Fraud Warnings: SFC's Ye Zhiheng cautioned of heightened risks under the framework.
Critical Analysis
The article incisively captures Beijing's regulatory u-turn as a masterstroke of central control, halting Ant and JD.com's stablecoin ambitions in Hong Kong to preserve PBoC sovereignty—a move that aligns with China's broader aversion to private digital currencies amid its e-CNY push. The "right of coinage" quote is a gem, underscoring the philosophical clash between state monopoly and private innovation, while the 36 applications highlight Hong Kong's ambition clashing with mainland caution. However, the narrative risks overemphasizing a "cooling" without quantifying impacts: Caixin's deleted report and brokerages' pause suggest selective enforcement, not outright bans, potentially allowing controlled CNH pilots to advance yuan internationalization.
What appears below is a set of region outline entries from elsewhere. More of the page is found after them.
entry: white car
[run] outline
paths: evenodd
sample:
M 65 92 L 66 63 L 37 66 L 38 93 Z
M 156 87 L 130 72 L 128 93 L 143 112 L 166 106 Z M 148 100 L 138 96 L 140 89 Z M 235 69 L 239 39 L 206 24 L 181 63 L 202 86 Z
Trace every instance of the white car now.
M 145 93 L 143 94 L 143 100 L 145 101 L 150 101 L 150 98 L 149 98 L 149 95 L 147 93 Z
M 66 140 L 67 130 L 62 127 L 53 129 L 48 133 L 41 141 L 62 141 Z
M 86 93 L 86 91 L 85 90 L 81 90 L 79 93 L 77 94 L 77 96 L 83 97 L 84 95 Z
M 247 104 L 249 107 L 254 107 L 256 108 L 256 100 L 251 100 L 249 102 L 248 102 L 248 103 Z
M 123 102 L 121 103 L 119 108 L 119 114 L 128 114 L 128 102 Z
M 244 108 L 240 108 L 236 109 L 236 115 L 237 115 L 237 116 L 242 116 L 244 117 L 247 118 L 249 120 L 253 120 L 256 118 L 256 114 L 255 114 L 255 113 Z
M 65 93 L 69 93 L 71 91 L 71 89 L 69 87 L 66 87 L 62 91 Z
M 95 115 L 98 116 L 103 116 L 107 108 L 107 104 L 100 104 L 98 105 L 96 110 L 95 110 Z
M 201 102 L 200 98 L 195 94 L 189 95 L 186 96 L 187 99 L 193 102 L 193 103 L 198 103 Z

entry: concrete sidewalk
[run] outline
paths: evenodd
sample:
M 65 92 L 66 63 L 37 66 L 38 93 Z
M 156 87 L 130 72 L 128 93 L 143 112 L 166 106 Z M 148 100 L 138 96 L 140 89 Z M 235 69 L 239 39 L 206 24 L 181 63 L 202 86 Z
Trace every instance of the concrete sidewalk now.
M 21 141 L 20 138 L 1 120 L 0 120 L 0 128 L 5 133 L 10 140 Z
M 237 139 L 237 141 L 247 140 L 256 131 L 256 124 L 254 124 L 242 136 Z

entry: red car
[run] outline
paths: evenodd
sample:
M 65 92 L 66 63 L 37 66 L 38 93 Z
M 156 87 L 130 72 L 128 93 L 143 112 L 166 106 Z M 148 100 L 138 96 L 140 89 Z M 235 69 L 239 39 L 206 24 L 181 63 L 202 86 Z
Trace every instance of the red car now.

The $3.8 billion CMBI tokenization on BNB Chain, despite the tide, signals selective progress, but the article underplays irony—Hong Kong's regime, meant to challenge USD dominance, now risks amplifying it under U.S.-China tensions. Losses from August 1 regulations amplify the cautionary tale, but the piece glosses over global context: the GENIUS Act's U.S. clarity and MiCA's audits contrast China's opacity, potentially driving offshore flows to Singapore or Dubai. Overall, it's a sharp exposé on sovereignty but could balance with Hong Kong's resilience, amplifying the story's nuance in a $3.81 trillion market of geopolitical chess.
Supporting Data
Metric | Value | Context | Source |
Supporting Companies | Ant Group, JD.com | Halted stablecoin/pilot participation | Financial Times |
HK Stablecoin Applications | 36 | Most expected to fail; August 2025 regime | Hong Kong SFC |
CMBI Tokenized Fund | $3.8 billion MMF | On BNB Chain, last week | CMBI Announcement |
HK Stablecoin Losses | Double-digit % | Post-August 1 enforcement | Stablecoin Companies |
CNH Pilot Partnerships | N/A | Potential with Ant/SBI for offshore yuan | Financial Times |
Global Stablecoin Market | $286 billion | USD dominance 98% | CoinMarketCap |
Conclusion
Chinese tech giants' halt to Hong Kong stablecoin plans, at Beijing's behest, exposes the PBoC's sovereignty over digital coinage, stalling Ant and JD.com's ambitions amid 36 applications under the August regime. Double-digit losses and brokerages' RWA pause highlight the chill, but CMBI's $3.8 billion fund on BNB Chain shows selective progress. As Bitcoin dips and tensions rise, this underscores China's controlled push for CNH, contrasting U.S. GENIUS clarity. In a $3.81 trillion market of fear and control, Hong Kong's hub status hangs in the balance—Beijing's leash could strangle innovation or steer it toward yuan supremacy.